More subtly, though, you'll also note that I use Map instead of HashMap to declare the actual instance variable, and the return values from appropriate methods. That way, the actual implementation class could be specialized later without breaking method signatures. That's not as easy to do if you're throwing Hashtables around (any specialized version would have to subclass Hashtable, and not some more generic interface).

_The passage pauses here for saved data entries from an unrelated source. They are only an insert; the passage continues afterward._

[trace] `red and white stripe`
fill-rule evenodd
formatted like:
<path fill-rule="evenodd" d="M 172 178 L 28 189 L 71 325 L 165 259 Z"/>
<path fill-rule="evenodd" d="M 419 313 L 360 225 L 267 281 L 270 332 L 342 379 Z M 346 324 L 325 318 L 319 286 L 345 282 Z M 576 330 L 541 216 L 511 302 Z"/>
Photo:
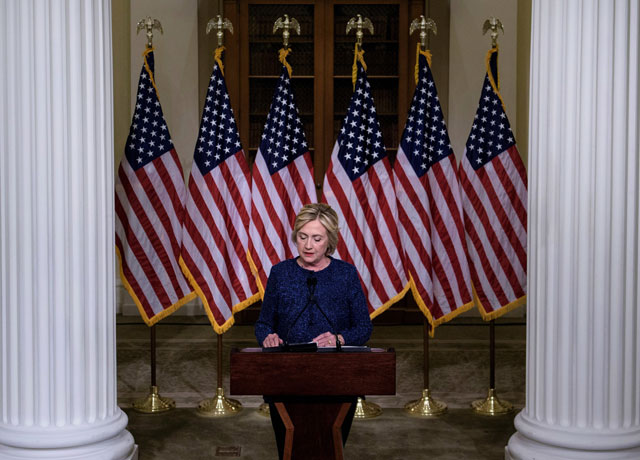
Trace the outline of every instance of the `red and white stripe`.
<path fill-rule="evenodd" d="M 204 177 L 194 162 L 189 177 L 182 259 L 215 331 L 233 325 L 233 313 L 256 300 L 246 258 L 249 168 L 242 150 Z"/>
<path fill-rule="evenodd" d="M 473 306 L 456 169 L 451 153 L 418 177 L 402 145 L 394 164 L 405 267 L 432 328 Z"/>
<path fill-rule="evenodd" d="M 185 187 L 174 149 L 116 178 L 116 248 L 125 286 L 148 325 L 193 298 L 180 256 Z"/>
<path fill-rule="evenodd" d="M 337 256 L 357 268 L 373 318 L 408 288 L 400 253 L 391 166 L 385 157 L 351 182 L 337 158 L 338 151 L 336 142 L 322 199 L 338 213 Z"/>
<path fill-rule="evenodd" d="M 477 171 L 462 157 L 460 184 L 478 307 L 493 319 L 521 301 L 527 283 L 527 177 L 515 145 Z"/>
<path fill-rule="evenodd" d="M 297 255 L 291 241 L 296 214 L 302 206 L 315 201 L 309 152 L 271 175 L 258 150 L 252 171 L 249 255 L 261 295 L 271 267 Z"/>

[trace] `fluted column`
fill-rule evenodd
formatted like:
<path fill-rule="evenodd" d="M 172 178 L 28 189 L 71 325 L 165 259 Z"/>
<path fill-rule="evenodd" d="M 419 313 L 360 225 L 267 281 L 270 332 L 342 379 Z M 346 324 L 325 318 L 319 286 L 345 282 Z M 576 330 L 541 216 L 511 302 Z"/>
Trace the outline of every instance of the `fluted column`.
<path fill-rule="evenodd" d="M 640 458 L 638 0 L 534 0 L 512 459 Z"/>
<path fill-rule="evenodd" d="M 0 2 L 0 458 L 137 458 L 116 403 L 111 3 Z"/>

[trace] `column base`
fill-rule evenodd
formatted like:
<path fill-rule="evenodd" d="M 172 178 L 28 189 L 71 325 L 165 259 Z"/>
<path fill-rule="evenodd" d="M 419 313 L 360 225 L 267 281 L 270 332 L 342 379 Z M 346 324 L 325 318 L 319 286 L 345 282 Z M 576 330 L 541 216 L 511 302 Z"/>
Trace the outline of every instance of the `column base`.
<path fill-rule="evenodd" d="M 640 448 L 624 450 L 579 450 L 557 447 L 533 441 L 516 433 L 504 448 L 506 460 L 637 460 Z"/>
<path fill-rule="evenodd" d="M 526 410 L 526 409 L 525 409 Z M 632 460 L 640 458 L 640 427 L 619 430 L 562 427 L 541 423 L 525 411 L 505 447 L 508 460 Z"/>
<path fill-rule="evenodd" d="M 0 444 L 0 460 L 25 459 L 65 460 L 138 460 L 138 445 L 128 431 L 95 444 L 62 449 L 10 447 Z"/>

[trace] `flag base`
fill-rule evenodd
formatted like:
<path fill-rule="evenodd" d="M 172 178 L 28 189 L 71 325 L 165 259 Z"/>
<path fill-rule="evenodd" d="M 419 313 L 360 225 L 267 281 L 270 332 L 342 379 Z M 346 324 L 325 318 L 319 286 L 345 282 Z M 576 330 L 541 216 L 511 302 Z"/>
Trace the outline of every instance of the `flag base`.
<path fill-rule="evenodd" d="M 203 417 L 229 417 L 237 415 L 242 410 L 242 404 L 224 395 L 224 389 L 218 387 L 213 398 L 203 399 L 198 404 L 198 415 Z"/>
<path fill-rule="evenodd" d="M 171 398 L 165 398 L 158 394 L 158 387 L 153 385 L 146 398 L 138 399 L 133 403 L 133 409 L 144 414 L 156 414 L 166 412 L 176 407 L 176 402 Z"/>
<path fill-rule="evenodd" d="M 258 407 L 258 415 L 262 415 L 263 417 L 271 417 L 269 404 L 262 403 L 260 407 Z"/>
<path fill-rule="evenodd" d="M 486 399 L 478 399 L 471 403 L 473 412 L 480 415 L 503 415 L 513 410 L 513 404 L 508 401 L 500 401 L 496 396 L 495 388 L 489 388 Z"/>
<path fill-rule="evenodd" d="M 382 415 L 382 409 L 375 403 L 367 402 L 358 397 L 356 403 L 356 412 L 353 416 L 355 419 L 375 418 Z"/>
<path fill-rule="evenodd" d="M 422 390 L 422 398 L 408 402 L 404 411 L 414 417 L 433 417 L 442 415 L 447 411 L 447 405 L 442 401 L 436 401 L 431 397 L 431 390 Z"/>

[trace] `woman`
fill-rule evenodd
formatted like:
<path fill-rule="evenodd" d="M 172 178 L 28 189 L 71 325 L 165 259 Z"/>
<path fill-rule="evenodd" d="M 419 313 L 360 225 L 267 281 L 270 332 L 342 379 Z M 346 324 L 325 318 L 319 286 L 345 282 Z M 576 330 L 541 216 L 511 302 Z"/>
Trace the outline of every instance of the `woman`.
<path fill-rule="evenodd" d="M 316 342 L 319 347 L 363 345 L 371 320 L 353 265 L 331 257 L 338 244 L 338 215 L 331 206 L 304 206 L 291 239 L 298 257 L 271 269 L 256 323 L 263 347 Z M 326 317 L 325 317 L 326 316 Z"/>
<path fill-rule="evenodd" d="M 338 215 L 324 203 L 303 206 L 291 239 L 298 257 L 274 265 L 267 280 L 255 333 L 263 347 L 316 342 L 319 347 L 363 345 L 373 329 L 358 273 L 353 265 L 331 257 L 338 245 Z M 270 398 L 271 423 L 280 458 L 285 427 Z M 342 423 L 347 442 L 356 398 Z"/>

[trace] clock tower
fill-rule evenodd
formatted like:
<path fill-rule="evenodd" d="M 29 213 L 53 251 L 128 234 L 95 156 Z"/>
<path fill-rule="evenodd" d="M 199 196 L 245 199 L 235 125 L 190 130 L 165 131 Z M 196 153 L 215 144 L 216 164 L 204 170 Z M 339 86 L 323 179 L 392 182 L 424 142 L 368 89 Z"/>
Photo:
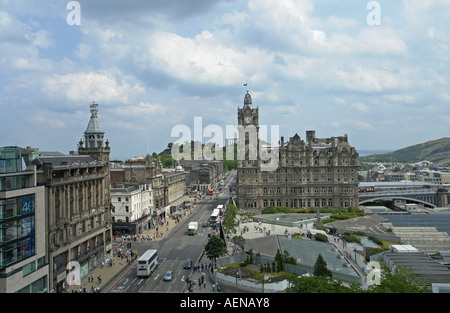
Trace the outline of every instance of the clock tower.
<path fill-rule="evenodd" d="M 252 97 L 247 91 L 244 106 L 238 107 L 238 145 L 236 193 L 239 207 L 261 207 L 258 200 L 260 181 L 259 158 L 259 108 L 252 105 Z"/>
<path fill-rule="evenodd" d="M 239 141 L 238 155 L 242 153 L 239 160 L 256 160 L 258 158 L 258 142 L 259 142 L 259 108 L 253 108 L 252 97 L 247 91 L 244 97 L 244 106 L 238 107 L 238 132 Z M 245 150 L 242 144 L 245 143 Z M 241 151 L 239 151 L 241 147 Z M 245 151 L 245 155 L 243 154 Z"/>

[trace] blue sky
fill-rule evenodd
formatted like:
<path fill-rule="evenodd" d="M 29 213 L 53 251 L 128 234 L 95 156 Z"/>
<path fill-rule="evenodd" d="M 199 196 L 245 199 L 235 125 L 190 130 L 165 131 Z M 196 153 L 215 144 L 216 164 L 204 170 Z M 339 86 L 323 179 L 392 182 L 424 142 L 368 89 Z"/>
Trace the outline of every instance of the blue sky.
<path fill-rule="evenodd" d="M 175 125 L 236 125 L 248 83 L 285 140 L 357 150 L 450 134 L 450 2 L 0 0 L 0 146 L 68 153 L 89 105 L 111 157 L 160 152 Z M 208 139 L 205 137 L 204 142 Z"/>

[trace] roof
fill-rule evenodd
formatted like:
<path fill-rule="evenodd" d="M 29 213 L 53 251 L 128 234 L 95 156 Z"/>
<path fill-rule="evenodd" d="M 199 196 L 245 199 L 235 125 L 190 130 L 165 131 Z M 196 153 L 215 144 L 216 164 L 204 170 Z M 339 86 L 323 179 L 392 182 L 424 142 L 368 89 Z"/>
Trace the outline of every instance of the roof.
<path fill-rule="evenodd" d="M 89 120 L 89 124 L 86 128 L 86 131 L 84 132 L 86 133 L 102 133 L 104 134 L 105 132 L 102 130 L 102 128 L 100 127 L 100 123 L 98 121 L 98 104 L 93 102 L 90 105 L 90 110 L 91 110 L 91 118 Z"/>
<path fill-rule="evenodd" d="M 111 194 L 130 194 L 133 191 L 139 191 L 140 188 L 138 186 L 131 187 L 120 187 L 120 188 L 111 188 Z"/>
<path fill-rule="evenodd" d="M 339 232 L 360 231 L 374 236 L 383 235 L 394 237 L 392 232 L 389 232 L 388 228 L 384 226 L 384 222 L 386 222 L 386 219 L 378 214 L 369 214 L 348 220 L 326 223 L 325 226 L 335 227 Z"/>
<path fill-rule="evenodd" d="M 274 257 L 279 248 L 277 235 L 269 235 L 245 240 L 244 250 L 252 249 L 255 253 L 259 252 L 262 255 Z"/>
<path fill-rule="evenodd" d="M 435 227 L 440 232 L 450 235 L 450 214 L 399 214 L 384 215 L 394 227 Z"/>
<path fill-rule="evenodd" d="M 450 283 L 450 270 L 424 253 L 386 252 L 384 258 L 391 262 L 390 267 L 412 268 L 417 277 L 428 283 Z"/>
<path fill-rule="evenodd" d="M 342 255 L 332 243 L 293 237 L 288 238 L 286 236 L 278 236 L 278 240 L 281 247 L 280 250 L 288 251 L 292 257 L 297 259 L 298 264 L 314 267 L 320 253 L 327 263 L 327 268 L 333 273 L 359 277 L 352 267 L 347 266 L 347 261 L 342 258 Z"/>
<path fill-rule="evenodd" d="M 90 155 L 40 156 L 32 160 L 30 163 L 38 167 L 43 166 L 45 163 L 50 163 L 54 169 L 69 167 L 98 167 L 104 165 L 102 162 L 94 160 Z"/>

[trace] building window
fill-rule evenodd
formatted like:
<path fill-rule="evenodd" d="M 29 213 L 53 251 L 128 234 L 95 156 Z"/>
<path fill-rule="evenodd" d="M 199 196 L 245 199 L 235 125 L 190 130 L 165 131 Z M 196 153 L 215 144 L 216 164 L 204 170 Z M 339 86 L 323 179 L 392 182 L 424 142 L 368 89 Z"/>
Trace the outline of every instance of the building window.
<path fill-rule="evenodd" d="M 24 266 L 22 266 L 23 277 L 33 273 L 35 270 L 36 270 L 36 262 L 35 261 L 25 264 Z"/>

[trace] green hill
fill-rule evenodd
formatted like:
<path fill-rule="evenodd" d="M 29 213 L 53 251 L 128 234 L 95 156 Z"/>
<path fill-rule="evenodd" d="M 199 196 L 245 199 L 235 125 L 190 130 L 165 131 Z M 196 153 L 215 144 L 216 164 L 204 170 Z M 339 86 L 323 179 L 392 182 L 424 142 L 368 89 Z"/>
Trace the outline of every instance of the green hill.
<path fill-rule="evenodd" d="M 389 153 L 359 158 L 360 162 L 416 163 L 423 160 L 450 163 L 450 137 L 427 141 Z"/>

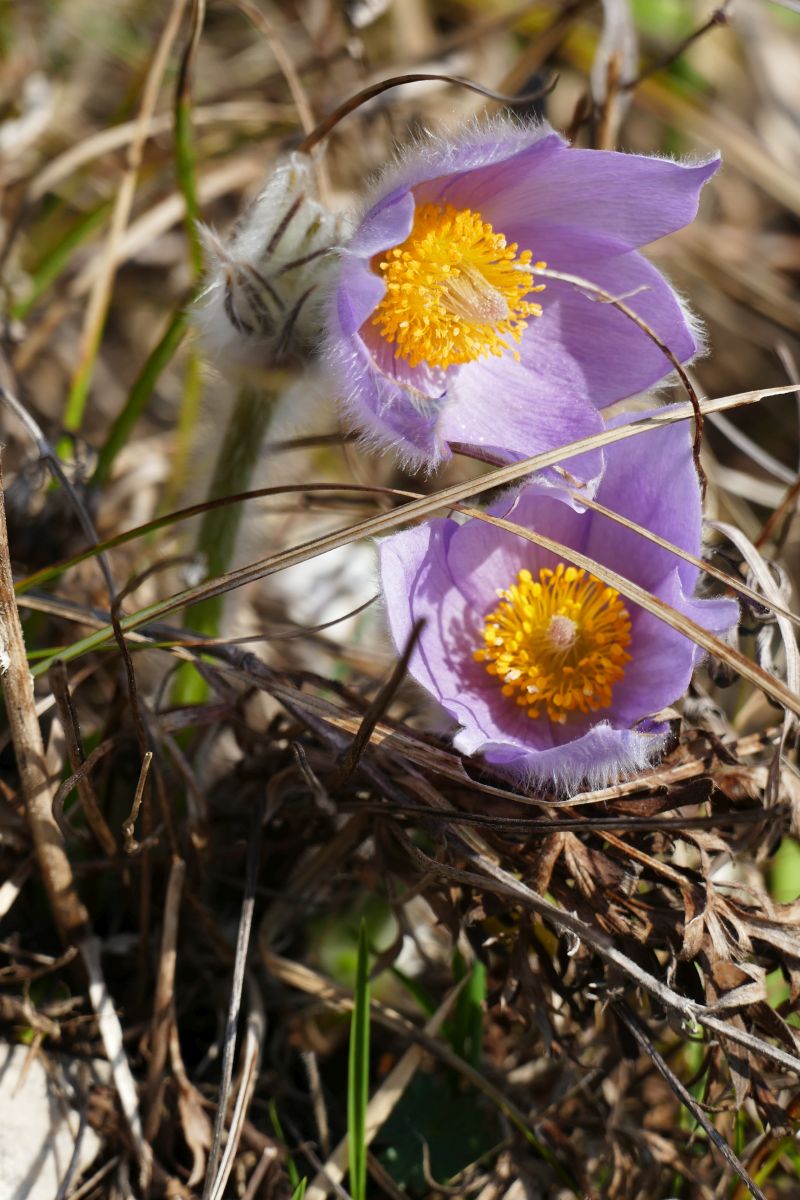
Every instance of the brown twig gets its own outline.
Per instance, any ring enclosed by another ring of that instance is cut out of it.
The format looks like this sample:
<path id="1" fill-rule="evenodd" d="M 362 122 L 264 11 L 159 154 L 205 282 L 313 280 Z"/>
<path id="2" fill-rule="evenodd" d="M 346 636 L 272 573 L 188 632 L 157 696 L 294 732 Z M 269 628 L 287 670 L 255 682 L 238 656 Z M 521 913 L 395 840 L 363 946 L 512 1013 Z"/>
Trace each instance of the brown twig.
<path id="1" fill-rule="evenodd" d="M 153 1001 L 153 1019 L 150 1027 L 150 1062 L 147 1069 L 147 1117 L 144 1135 L 153 1140 L 161 1122 L 161 1098 L 164 1090 L 164 1067 L 169 1053 L 170 1028 L 175 994 L 175 966 L 177 961 L 178 918 L 181 910 L 183 881 L 186 863 L 176 858 L 172 862 L 164 900 L 164 924 L 161 932 L 161 954 L 158 959 L 158 979 Z"/>
<path id="2" fill-rule="evenodd" d="M 45 765 L 45 749 L 39 719 L 36 716 L 33 680 L 14 597 L 1 467 L 0 651 L 6 712 L 31 836 L 53 917 L 64 945 L 69 946 L 85 933 L 89 914 L 78 896 L 64 839 L 53 817 L 55 784 L 49 778 Z"/>
<path id="3" fill-rule="evenodd" d="M 58 715 L 61 717 L 61 724 L 64 727 L 70 766 L 77 775 L 76 786 L 83 807 L 83 815 L 86 817 L 86 824 L 94 834 L 100 848 L 109 858 L 116 858 L 116 840 L 100 811 L 91 777 L 87 771 L 82 770 L 86 765 L 86 755 L 83 752 L 78 715 L 75 712 L 69 690 L 66 663 L 58 659 L 48 671 L 47 677 L 50 680 Z"/>
<path id="4" fill-rule="evenodd" d="M 153 752 L 148 750 L 142 759 L 142 765 L 139 768 L 139 778 L 136 781 L 136 791 L 133 796 L 133 804 L 128 818 L 122 824 L 123 846 L 126 854 L 140 854 L 146 846 L 152 846 L 158 840 L 155 834 L 151 834 L 144 841 L 137 842 L 134 836 L 136 827 L 136 818 L 139 816 L 139 809 L 142 807 L 142 799 L 144 798 L 144 789 L 147 784 L 147 776 L 150 771 L 150 764 L 153 761 Z"/>
<path id="5" fill-rule="evenodd" d="M 698 41 L 701 37 L 704 37 L 709 30 L 716 28 L 718 25 L 727 25 L 727 10 L 729 4 L 730 0 L 725 0 L 724 4 L 721 4 L 719 8 L 715 9 L 707 21 L 704 21 L 703 24 L 690 33 L 688 37 L 685 37 L 682 42 L 679 42 L 674 49 L 670 50 L 669 54 L 667 54 L 664 58 L 660 58 L 657 62 L 651 63 L 649 67 L 645 67 L 644 70 L 639 72 L 635 79 L 631 79 L 627 83 L 621 84 L 621 90 L 626 92 L 633 91 L 634 88 L 637 88 L 643 80 L 649 79 L 651 75 L 657 75 L 659 71 L 664 71 L 667 67 L 671 67 L 672 64 L 676 62 L 682 54 L 686 53 L 690 46 L 693 46 L 696 41 Z"/>
<path id="6" fill-rule="evenodd" d="M 415 622 L 413 629 L 409 635 L 408 641 L 403 648 L 403 653 L 397 661 L 397 664 L 392 671 L 386 683 L 375 696 L 367 711 L 364 713 L 364 719 L 359 726 L 358 733 L 353 738 L 347 753 L 344 756 L 344 761 L 341 767 L 336 771 L 332 779 L 328 782 L 328 790 L 331 792 L 337 791 L 347 783 L 350 776 L 358 766 L 358 760 L 364 753 L 364 749 L 372 737 L 372 731 L 378 724 L 383 714 L 392 702 L 395 692 L 403 682 L 405 673 L 408 670 L 408 664 L 411 655 L 414 653 L 414 648 L 419 641 L 419 635 L 422 632 L 422 627 L 425 624 L 423 620 Z"/>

This makes sense in general but I don't see how it applies in this specific case. Only the instance variable is a Map. There aren't any public methods in CatalogFactory that return Map so how does this help with subclassing? I'm just wondering ... I'm not proposing changing it back.
That is true for now, but I've seen many projects (including a couple of my own) get bit by adding public accessors later on -- PropertyUtils.getMappedPropertyDescriptors() returns FastHashMap instead of Map and we didn't catch it quick enough :-(.
Finally, I also just noticed that you implemented getInstance() in CatalogFactory and had it return an instance of CatalogBase. Did you change your mind on this? Is this because it will be easier to manage class loader issues in the factory?
Not just easier ... the original strategy I suggested would never eliminate the reference to the class loader in the clear() method, so the garbage collection problems I spoke of would still happen. Now, clear() -- which is also on CatalogFactory -- throws away its own reference to the class loader and any loaded catalogs.
I'm assuming that your reasoning for having CatalogFactoryBase is so that we (or end user) can change the implementation of CatalogFactory without affecting users code. Right now user's can't really specify their own CatalogFactory. I'm fine with this, but just checking to see if this was your reasoning.
Yep, that's the reasoning -- future proofing the fundamental APIs a little. We've had to go back and try to do this thing in other scenarios where static utility classes were defined but couldn't be replaced. Now, all we'd need to do if the need came up is add a way to register your own CatalogFactory implementation class in order to create instances, if the need ever comes up.
The end result of all this, by the way, is quite sweet ... no need to pass around references to a Catalog or a CatalogFactory, and it works even if [chain] is installed in a shared directory. You'll be able to see this too once you update your CVS checkout to pick up the ConfigCatalogRule.java file that I just checked in :-).